Gregorio VII escribió un texto de título fantástico: Dictatus papa, que significa la dictadura del Papa. Son 33 tesis. La primera dice que el Papa tiene todo el poder, está por encima de todos y no obedece a nadie. Y la última, que el Papa es santo por participar de la santidad de San Pedro. Por más pecador que sea… es santo. ¿Cuál es la teología que está detrás?, preguntó Boff. Y respondió: El Papa no se siente sucesor de Pablo y Pedro, ni siquiera de Jesús, considerado el primer papa. Se siente representante de Dios. Por eso, Gregorio VII intervino en la política y puso reyes. Los teólogos de su corte lo llamaban el dios pequeño. En su arrogancia, representaba al Dios creador. No al Dios padre de la teología trinitaria, sino al Dios pagano, monoteísta, pretrinitario. Un solo Dios en el cielo, un solo tirano en la tierra, un solo jefe en la familia, un solo presidente… la dictadura del jerarca. La dictadura del papa.
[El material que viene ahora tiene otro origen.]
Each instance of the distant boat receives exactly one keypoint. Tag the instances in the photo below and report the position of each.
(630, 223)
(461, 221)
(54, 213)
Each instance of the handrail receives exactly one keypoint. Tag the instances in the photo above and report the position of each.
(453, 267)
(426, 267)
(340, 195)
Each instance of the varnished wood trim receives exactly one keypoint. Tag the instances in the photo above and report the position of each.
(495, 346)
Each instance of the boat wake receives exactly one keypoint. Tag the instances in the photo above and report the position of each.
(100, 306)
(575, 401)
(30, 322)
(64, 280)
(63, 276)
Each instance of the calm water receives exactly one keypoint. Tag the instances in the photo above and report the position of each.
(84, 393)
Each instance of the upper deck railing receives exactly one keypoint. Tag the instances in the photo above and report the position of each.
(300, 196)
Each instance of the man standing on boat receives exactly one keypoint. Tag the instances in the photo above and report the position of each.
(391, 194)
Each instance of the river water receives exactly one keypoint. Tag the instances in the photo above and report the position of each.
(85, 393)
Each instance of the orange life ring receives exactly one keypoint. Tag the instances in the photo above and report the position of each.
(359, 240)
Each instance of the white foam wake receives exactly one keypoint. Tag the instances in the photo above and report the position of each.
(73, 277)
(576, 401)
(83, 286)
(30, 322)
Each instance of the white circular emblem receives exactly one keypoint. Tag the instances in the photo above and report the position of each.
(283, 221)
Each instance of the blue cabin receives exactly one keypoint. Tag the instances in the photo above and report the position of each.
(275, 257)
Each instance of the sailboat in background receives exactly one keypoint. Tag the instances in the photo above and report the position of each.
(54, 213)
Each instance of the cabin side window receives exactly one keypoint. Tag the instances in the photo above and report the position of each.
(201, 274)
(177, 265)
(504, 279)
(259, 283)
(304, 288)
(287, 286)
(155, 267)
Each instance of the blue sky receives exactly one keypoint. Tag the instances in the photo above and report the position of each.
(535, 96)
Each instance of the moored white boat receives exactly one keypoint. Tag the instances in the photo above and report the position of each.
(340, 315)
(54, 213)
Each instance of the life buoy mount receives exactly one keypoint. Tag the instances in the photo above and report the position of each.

Un tipo de Iglesia que entró en crisis en el Concilio Vaticano II. Wojtyla y Ratzinger reprodujeron la crisis, y, frente a ella, buscaron una salida que reforzó el poder, que puso orden, disciplina y encuadró a todos dentro de un proyecto. La estrategia privilegió el poder sagrado. Ambos papas clericalizaron la Iglesia; la romanizaron a partir de una visión imperial. Remedo de los papas feudales, erigieron el modelo de la dictadura clerical del cristianismo romano católico.
Sin embargo, como advirtió Hans Küng durante una visita de Ratzinger a Alemania en septiembre de 2011, el sistema romano ya no funciona, está enfermo. La Iglesia vive una situación de emergencia. Estamos en un sistema absolutista comparable a la época de Luis XIV, dijo Küng, y añadió que la Iglesia se encontraba en una fase de putinización, en referencia a las similitudes estructurales y políticas entre el primer ministro ruso, Vladimir Putin, y la política restauracionista de Ratzinger. En la práctica, tanto Ratzinger como Putin colocaron a sus antiguos colaboradores en puestos dirigentes y liquidaron a aquellos que les eran adversos. El resultado es que los resortes del poder son manejados por una camarilla predominantemente sumisa.

Roma lo tenía todo organizado para retener el poder. Además de ser una sociedad eclesiástica piramidal y autoritaria, la curia tiene el monopolio sobre la verdad de la Iglesia. Dijo Küng: Benedicto XVI “quiere ser señor de señores; como un faraón moderno (…) Ratzinger divide a la Iglesia. No es una Iglesia de nuestro tiempo. Su estructura es medieval (…) Cuando se debería dar el paso hacia la posmodernidad, la Iglesia católica regresa a la Edad Media, a la contrarreforma, al antimodernismo”.

Víctima de las contradicciones que Wojtyla y él desataron, Ratzinger se quedó sin fuerzas, dejó la cruz y abdicó; hereda una Iglesia corroída, una curia dividida y dos papas en el Vaticano. ¿Qué sigue ahora con el papa Francisco? A como están las cosas, da la impresión de que eso ni Dios lo sabe.